I just watched The Chronicles of Narnia: Prince Caspian today. The film reminded me of the book of the same name, one of seven that take place in the land of Narnia. Rather than the wardrobe from Book I, an underground train station becomes the portal from England to another place and time for Peter, Susan, Edmund, and Lucy in Book II. Only a year has past in England since the four siblings returned from The Lion, the Witch, and the Wardrobe’s adventures, but in Narnia, hundreds of years have slipped by.

 Jubilant to return to Narnia, Peter, Susan, Edmund, and Lucy soon discover the time discrepancy and the troubles disrupting the peaceful world they left behind. After many days spent traveling through Narnia and fighting battles beside talking beasts, dwarfs, mobile trees, minotaurs, centaurs, giants, and such – the tales ends with the four children stepping through a doorway of branches to find themselves back in the English train station. And oddly, only a few minutes have passed since they departed. Beloved author, C.S. Lewis, presents different portals in his Narnia books, but the variance in the passage of time is a common thread.

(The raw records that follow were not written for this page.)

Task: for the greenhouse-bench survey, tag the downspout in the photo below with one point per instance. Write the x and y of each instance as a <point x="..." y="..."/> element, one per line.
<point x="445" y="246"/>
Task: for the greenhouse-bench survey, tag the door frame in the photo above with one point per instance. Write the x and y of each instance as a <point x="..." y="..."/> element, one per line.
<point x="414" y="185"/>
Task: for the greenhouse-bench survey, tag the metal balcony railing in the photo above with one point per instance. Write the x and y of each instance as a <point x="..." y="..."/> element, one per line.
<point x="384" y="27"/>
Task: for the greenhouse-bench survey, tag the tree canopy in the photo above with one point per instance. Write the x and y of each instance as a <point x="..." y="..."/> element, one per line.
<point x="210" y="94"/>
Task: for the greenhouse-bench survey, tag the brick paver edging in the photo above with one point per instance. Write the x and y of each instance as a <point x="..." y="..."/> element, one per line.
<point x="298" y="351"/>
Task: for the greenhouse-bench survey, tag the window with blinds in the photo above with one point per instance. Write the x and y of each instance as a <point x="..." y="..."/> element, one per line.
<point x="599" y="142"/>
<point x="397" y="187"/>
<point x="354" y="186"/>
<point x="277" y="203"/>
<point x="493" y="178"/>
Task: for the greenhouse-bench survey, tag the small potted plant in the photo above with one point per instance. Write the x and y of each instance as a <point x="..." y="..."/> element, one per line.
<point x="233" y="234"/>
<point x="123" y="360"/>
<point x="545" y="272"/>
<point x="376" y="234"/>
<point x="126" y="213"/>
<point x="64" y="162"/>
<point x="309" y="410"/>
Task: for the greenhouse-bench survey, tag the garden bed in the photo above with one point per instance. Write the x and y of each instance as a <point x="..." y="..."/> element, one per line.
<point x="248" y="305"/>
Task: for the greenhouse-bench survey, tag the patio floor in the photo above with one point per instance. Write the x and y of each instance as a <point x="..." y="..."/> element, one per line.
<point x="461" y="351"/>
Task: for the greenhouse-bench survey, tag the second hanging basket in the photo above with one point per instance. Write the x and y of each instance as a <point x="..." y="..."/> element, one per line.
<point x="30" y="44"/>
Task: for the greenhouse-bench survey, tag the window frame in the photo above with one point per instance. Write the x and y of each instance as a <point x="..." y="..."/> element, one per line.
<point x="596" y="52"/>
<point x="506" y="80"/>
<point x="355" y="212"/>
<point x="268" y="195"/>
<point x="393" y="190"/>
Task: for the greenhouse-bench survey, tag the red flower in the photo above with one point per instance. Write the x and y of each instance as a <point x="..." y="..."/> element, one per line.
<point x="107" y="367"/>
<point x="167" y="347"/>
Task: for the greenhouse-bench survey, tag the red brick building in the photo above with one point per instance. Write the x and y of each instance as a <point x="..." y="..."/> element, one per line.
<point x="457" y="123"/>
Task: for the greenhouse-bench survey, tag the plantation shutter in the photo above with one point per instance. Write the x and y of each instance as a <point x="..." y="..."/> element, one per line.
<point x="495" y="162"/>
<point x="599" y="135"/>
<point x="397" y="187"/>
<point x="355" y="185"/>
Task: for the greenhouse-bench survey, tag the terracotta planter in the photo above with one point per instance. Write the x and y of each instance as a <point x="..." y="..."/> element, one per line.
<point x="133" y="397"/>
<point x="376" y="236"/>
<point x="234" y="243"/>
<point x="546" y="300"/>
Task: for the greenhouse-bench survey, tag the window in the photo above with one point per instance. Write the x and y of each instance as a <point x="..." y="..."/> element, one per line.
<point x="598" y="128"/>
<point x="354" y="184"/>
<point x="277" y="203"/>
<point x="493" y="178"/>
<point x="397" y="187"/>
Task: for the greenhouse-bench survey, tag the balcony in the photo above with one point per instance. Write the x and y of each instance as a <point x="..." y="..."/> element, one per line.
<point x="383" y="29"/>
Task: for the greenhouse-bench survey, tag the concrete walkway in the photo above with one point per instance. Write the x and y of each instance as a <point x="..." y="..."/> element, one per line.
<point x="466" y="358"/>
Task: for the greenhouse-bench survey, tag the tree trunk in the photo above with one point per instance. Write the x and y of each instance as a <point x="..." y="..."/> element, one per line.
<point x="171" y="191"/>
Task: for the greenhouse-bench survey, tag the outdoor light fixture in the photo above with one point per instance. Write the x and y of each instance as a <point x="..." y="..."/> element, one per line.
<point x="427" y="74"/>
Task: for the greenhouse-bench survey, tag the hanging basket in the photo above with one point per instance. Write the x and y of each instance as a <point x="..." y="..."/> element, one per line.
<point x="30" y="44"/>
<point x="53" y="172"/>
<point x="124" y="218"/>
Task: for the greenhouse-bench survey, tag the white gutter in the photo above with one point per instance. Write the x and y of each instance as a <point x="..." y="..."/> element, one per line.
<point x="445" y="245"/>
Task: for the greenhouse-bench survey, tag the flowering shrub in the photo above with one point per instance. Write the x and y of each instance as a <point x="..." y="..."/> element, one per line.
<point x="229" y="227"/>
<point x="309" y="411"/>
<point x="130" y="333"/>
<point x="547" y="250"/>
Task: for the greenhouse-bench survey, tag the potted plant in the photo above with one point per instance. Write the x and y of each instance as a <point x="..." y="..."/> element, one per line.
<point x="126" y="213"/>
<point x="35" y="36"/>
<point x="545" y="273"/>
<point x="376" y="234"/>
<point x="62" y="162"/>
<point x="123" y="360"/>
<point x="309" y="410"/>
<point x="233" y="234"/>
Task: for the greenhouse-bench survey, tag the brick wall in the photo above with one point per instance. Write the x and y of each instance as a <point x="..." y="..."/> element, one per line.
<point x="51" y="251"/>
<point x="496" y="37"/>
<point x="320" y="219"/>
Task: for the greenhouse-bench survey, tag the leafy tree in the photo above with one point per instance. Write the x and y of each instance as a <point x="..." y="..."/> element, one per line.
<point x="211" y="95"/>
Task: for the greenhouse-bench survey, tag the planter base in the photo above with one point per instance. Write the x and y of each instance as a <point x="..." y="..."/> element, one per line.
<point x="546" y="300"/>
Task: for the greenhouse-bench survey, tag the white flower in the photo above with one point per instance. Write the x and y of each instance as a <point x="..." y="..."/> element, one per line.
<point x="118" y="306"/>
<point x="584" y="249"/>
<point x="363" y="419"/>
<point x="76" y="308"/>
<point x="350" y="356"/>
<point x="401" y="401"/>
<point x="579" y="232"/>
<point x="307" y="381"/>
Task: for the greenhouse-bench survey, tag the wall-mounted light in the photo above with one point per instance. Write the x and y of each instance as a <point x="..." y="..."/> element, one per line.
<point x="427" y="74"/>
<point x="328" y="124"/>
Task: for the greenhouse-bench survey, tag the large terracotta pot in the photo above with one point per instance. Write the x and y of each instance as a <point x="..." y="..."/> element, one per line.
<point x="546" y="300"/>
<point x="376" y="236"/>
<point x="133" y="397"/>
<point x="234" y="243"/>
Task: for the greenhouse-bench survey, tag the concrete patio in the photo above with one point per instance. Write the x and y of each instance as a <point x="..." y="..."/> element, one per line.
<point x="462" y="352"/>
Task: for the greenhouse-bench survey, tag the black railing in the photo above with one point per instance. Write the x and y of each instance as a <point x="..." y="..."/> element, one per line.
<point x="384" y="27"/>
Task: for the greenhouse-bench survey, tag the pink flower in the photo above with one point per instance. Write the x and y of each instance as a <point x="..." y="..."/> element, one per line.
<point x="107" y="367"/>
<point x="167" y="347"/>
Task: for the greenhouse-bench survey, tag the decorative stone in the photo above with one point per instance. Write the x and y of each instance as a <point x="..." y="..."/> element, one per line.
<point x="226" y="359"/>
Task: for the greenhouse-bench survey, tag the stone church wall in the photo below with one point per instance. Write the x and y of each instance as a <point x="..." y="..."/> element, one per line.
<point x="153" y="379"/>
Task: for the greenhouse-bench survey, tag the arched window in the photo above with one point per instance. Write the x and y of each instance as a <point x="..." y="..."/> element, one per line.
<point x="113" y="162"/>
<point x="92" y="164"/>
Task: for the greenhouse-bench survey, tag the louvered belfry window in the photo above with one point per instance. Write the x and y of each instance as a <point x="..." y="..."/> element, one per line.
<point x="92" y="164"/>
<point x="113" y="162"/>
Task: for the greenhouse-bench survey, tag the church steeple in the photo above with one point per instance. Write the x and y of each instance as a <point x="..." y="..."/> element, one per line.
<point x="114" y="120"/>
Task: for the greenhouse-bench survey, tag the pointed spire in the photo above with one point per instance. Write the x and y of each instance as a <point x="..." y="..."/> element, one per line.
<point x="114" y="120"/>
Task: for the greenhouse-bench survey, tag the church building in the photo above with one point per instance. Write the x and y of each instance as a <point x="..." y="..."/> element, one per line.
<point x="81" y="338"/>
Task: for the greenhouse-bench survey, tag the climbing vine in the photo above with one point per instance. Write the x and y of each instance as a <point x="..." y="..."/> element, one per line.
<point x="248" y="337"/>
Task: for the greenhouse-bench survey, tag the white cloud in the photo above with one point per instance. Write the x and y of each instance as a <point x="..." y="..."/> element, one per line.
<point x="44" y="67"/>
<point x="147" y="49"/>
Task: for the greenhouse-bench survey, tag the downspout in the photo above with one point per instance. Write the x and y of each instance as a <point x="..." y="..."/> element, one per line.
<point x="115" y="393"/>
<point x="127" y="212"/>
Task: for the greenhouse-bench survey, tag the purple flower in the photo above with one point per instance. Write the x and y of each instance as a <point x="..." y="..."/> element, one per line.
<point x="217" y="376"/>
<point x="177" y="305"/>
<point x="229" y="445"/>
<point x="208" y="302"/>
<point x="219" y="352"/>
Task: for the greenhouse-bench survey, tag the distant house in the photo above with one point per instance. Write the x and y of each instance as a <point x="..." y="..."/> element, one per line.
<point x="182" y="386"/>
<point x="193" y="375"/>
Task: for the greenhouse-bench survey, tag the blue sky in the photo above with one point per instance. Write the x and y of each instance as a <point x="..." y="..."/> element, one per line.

Portals are an oft-used time travel device (in addition to being quite handy for zipping characters from one world to another). Andre’ Norton used a portal to bring her original hero to Witch World. Witch World initially seems to be a place set in the past, but the intrusion of machines in the storyline makes the reader wonder if perhaps it’s a place in the future.

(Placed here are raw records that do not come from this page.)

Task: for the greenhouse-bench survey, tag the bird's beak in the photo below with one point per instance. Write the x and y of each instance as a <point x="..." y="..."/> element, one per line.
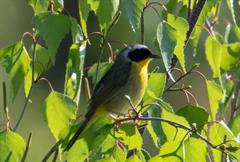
<point x="154" y="56"/>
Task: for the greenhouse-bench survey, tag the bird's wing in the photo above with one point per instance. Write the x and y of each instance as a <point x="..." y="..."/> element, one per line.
<point x="109" y="85"/>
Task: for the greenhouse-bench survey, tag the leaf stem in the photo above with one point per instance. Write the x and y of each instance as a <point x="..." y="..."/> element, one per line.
<point x="31" y="88"/>
<point x="51" y="151"/>
<point x="27" y="147"/>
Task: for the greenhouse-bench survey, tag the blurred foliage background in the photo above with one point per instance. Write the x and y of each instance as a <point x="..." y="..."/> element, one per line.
<point x="16" y="18"/>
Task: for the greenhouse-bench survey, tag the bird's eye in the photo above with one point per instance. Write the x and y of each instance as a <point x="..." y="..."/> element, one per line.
<point x="139" y="54"/>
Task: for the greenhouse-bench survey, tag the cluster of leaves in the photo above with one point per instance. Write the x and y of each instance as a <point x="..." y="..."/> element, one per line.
<point x="189" y="134"/>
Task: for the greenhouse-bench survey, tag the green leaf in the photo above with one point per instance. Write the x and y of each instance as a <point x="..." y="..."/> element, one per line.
<point x="217" y="133"/>
<point x="194" y="150"/>
<point x="196" y="116"/>
<point x="234" y="125"/>
<point x="16" y="63"/>
<point x="84" y="10"/>
<point x="134" y="10"/>
<point x="156" y="84"/>
<point x="232" y="34"/>
<point x="119" y="154"/>
<point x="59" y="111"/>
<point x="105" y="11"/>
<point x="181" y="27"/>
<point x="234" y="8"/>
<point x="79" y="152"/>
<point x="12" y="146"/>
<point x="167" y="40"/>
<point x="108" y="159"/>
<point x="98" y="129"/>
<point x="170" y="131"/>
<point x="102" y="69"/>
<point x="170" y="151"/>
<point x="130" y="136"/>
<point x="230" y="56"/>
<point x="133" y="158"/>
<point x="74" y="71"/>
<point x="76" y="31"/>
<point x="215" y="94"/>
<point x="42" y="61"/>
<point x="213" y="50"/>
<point x="53" y="28"/>
<point x="38" y="6"/>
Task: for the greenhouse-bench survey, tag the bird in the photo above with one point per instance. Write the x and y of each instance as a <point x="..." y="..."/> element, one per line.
<point x="128" y="76"/>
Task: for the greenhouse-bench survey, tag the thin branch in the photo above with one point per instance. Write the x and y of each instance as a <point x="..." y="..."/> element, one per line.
<point x="192" y="22"/>
<point x="48" y="82"/>
<point x="51" y="151"/>
<point x="27" y="147"/>
<point x="31" y="88"/>
<point x="87" y="88"/>
<point x="189" y="9"/>
<point x="55" y="155"/>
<point x="175" y="124"/>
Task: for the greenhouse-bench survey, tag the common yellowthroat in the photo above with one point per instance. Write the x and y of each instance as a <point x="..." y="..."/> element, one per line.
<point x="127" y="76"/>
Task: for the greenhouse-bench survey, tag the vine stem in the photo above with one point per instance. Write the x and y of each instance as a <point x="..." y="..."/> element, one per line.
<point x="31" y="88"/>
<point x="177" y="125"/>
<point x="27" y="147"/>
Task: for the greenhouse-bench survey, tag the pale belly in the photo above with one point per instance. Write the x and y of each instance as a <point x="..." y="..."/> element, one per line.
<point x="135" y="89"/>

L. Frank Baum utilized a whirling tornado as a portal device to deliver Dorothy to Oz. After days and days of adventures, Dorothy returns to Kansas only a few minutes after she departed. Alice’s Adventures in Wonderland is another example of a portal transporting the hero from her world to another. A rabbit’s hole serves the function of portal for Lewis Carroll’s book. And again, only a few minutes have passed in the “real” world when Alice returns home from her time-consuming wanderings.

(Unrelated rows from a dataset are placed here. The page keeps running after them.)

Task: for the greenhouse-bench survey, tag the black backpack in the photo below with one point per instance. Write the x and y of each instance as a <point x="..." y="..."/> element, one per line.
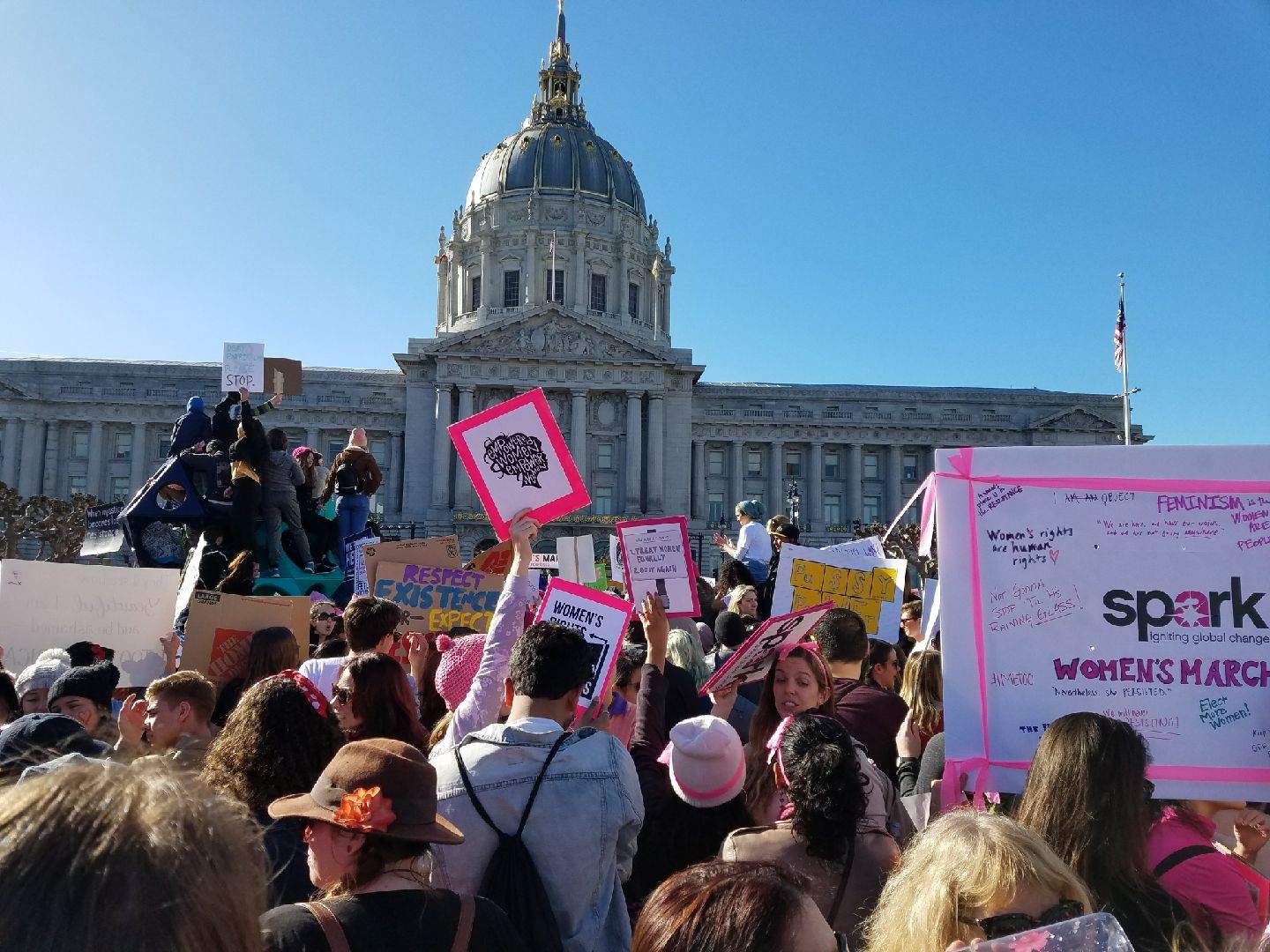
<point x="512" y="880"/>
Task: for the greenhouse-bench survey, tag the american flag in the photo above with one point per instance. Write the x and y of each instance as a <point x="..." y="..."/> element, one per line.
<point x="1117" y="338"/>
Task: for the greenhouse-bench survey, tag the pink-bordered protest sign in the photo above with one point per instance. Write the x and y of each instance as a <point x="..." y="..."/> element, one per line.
<point x="657" y="559"/>
<point x="602" y="621"/>
<point x="750" y="661"/>
<point x="516" y="458"/>
<point x="1124" y="582"/>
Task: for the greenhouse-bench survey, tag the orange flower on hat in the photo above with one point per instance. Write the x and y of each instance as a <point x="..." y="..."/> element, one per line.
<point x="366" y="810"/>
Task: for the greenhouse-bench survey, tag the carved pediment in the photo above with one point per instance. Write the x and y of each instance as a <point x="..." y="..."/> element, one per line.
<point x="549" y="335"/>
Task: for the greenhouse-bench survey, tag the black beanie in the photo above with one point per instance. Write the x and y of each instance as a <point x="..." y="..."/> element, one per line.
<point x="95" y="682"/>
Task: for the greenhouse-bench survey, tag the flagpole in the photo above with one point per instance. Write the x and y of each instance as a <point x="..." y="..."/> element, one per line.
<point x="1124" y="374"/>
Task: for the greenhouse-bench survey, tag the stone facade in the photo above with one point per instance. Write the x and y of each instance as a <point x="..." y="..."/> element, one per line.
<point x="553" y="277"/>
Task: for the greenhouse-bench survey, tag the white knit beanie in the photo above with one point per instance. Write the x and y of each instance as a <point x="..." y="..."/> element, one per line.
<point x="51" y="666"/>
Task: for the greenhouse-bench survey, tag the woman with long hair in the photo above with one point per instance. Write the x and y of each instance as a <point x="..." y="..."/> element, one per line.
<point x="1087" y="796"/>
<point x="369" y="820"/>
<point x="733" y="908"/>
<point x="372" y="698"/>
<point x="823" y="837"/>
<point x="692" y="776"/>
<point x="972" y="876"/>
<point x="276" y="743"/>
<point x="272" y="651"/>
<point x="923" y="689"/>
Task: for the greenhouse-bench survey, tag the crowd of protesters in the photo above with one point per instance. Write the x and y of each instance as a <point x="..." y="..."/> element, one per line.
<point x="456" y="800"/>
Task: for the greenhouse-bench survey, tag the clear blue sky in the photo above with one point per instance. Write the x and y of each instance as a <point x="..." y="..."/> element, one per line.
<point x="931" y="193"/>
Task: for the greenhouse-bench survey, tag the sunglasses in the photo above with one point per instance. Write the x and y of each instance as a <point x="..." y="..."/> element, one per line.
<point x="997" y="926"/>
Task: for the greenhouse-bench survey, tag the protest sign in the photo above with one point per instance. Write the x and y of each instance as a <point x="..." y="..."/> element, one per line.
<point x="438" y="550"/>
<point x="243" y="366"/>
<point x="1129" y="583"/>
<point x="103" y="533"/>
<point x="871" y="588"/>
<point x="219" y="629"/>
<point x="577" y="557"/>
<point x="517" y="460"/>
<point x="355" y="557"/>
<point x="602" y="621"/>
<point x="657" y="560"/>
<point x="55" y="605"/>
<point x="283" y="376"/>
<point x="750" y="661"/>
<point x="869" y="547"/>
<point x="437" y="598"/>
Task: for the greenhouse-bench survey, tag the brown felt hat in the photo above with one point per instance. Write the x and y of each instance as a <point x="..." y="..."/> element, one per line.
<point x="407" y="782"/>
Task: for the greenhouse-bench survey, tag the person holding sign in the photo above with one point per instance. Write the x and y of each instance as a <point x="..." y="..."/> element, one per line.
<point x="753" y="547"/>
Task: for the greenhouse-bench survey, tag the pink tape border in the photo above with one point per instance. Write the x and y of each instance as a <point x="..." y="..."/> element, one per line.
<point x="963" y="462"/>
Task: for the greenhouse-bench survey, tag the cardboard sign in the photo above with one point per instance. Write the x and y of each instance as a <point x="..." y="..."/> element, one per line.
<point x="219" y="629"/>
<point x="1128" y="582"/>
<point x="871" y="588"/>
<point x="516" y="460"/>
<point x="103" y="533"/>
<point x="55" y="605"/>
<point x="657" y="559"/>
<point x="437" y="598"/>
<point x="602" y="621"/>
<point x="750" y="661"/>
<point x="243" y="366"/>
<point x="439" y="551"/>
<point x="283" y="376"/>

Like many writers before me and some writers who craft stories today, I like to transport readers into the past, the future, or to a different time in a world that I’ve built. Most often, the only portal I use is the turning of a page. The page that carries a reader from their work-a-day world to places where singing opossums or mermaids or dragons or ghosts or zombies or faeries or alien species live their lives to the tick of a different clock. So pick up a book or download a story, and travel through time!